Son de la semaine : Death Letter des White Stripes (Live Under the Blackpool Lights)

Eh oui, nous sommes de retour. Après une longue absence, pendant laquelle nous vous avons tant manqué, nous revenons avec envie, avec sérieux. Nous revenons de l’Enfer, prêts à susciter votre curiosité. C’est donc très heureux que je vous propose un nouvel Hebdo, le premier de 2012.

Vous me direz, quel est le rapport avec les White Stripes ? Aucun en fait. Il s’agit de juste de repartir sur de bonnes bases. Ce live est un des concerts les plus impressionnants qu’il m’ait été donné d’écouter. Jack White y démontre tout son génie en maîtrisant, de manière déconcertante, la guitare. Ici, il interprète Death Letter, classique du Blues noir-américain

Mais bien sûr, il le fait à sa manière, c’est à dire avec un son dégueu, hurlant, plein de solos, et une voix à la Robert Plant (Led Zeppelin). Meg, elle, frappe  lourdement ses caisses et donne à la chanson sa force primaire, presque préhistorique. 
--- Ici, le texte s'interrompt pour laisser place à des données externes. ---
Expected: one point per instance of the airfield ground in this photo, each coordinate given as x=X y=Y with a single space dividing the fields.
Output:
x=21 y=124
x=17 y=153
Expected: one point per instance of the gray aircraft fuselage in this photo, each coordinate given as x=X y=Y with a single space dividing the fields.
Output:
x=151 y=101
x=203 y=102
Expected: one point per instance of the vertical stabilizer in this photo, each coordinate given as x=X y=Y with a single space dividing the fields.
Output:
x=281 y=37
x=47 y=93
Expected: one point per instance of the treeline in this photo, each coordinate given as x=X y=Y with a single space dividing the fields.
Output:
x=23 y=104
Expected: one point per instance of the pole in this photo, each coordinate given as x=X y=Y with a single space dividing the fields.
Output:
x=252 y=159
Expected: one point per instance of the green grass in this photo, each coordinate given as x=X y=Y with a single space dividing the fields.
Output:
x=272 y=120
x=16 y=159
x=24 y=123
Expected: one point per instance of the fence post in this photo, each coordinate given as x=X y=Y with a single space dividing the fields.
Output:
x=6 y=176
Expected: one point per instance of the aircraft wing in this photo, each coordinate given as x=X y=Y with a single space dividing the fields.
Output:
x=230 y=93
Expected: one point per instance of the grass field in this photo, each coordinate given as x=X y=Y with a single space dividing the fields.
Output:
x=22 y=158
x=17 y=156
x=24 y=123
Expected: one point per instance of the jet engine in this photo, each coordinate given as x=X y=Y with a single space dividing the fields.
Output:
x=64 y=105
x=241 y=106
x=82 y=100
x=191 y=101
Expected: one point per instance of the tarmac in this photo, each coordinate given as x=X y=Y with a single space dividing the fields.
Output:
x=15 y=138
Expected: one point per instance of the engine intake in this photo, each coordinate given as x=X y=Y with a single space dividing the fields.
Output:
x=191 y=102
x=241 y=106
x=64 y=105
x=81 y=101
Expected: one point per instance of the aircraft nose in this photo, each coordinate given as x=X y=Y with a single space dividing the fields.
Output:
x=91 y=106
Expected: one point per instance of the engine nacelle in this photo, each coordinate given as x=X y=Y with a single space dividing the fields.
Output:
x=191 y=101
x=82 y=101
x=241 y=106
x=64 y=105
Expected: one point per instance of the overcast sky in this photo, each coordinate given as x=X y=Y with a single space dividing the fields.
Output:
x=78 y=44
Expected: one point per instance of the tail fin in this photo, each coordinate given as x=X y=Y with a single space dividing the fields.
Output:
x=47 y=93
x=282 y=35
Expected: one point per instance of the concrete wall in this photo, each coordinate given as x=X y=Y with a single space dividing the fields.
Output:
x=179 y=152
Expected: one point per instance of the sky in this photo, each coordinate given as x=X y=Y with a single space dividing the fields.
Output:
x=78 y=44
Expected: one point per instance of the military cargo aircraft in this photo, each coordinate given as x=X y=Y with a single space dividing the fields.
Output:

Ecoutez donc Death Letter, mais surtout regardez la vidéo, c’est impressionnant.

Une belle claque. 

Oeuvre de la semaine : Joachim Beuckelaer, le Marché aux Poissons

Pour entamer dignement l’année, on se devait de vous proposer du lourd. On pense avoir trouvé, grâce à un collaborateur avisé, un record dans l’évocation sexuello-cocasso-dégueulasse chez ce peintre anversois de la 2e moitié du XVIe siècle.

Cette oeuvre du Musée des Beaux Arts de Strasbourg s’inscrit dans la catégorie de tableaux des XVIe et XVIIe représentant des scènes d’étal, pour lesquelles les artistes nordiques montrent tout leur talent dans le traitement des chairs animales. 

Ah Strasbourg… Son marché de Noël, ses choucroutes… Et son musée coquin apparemment ! Nan mais regardez-moi ça ! Sur la gauche, de beaux poissons bien longs et bien fermes, laissés aux soins d’une vieille cochonne, et sur la droite, de belles tranches présentées par un marchand pervers. J’exagère ? Vous êtes sûrs ? Désolé, mais un homme qui, avec un petit sourire, me présente un pavé de poisson bien rouge qui pend à son doigt, moi ça me suffit !

J’en vois certains qui ne mangeront plus de filet de saumon de la même façon.

Cuisinez coquin, ça vous va tellement bien.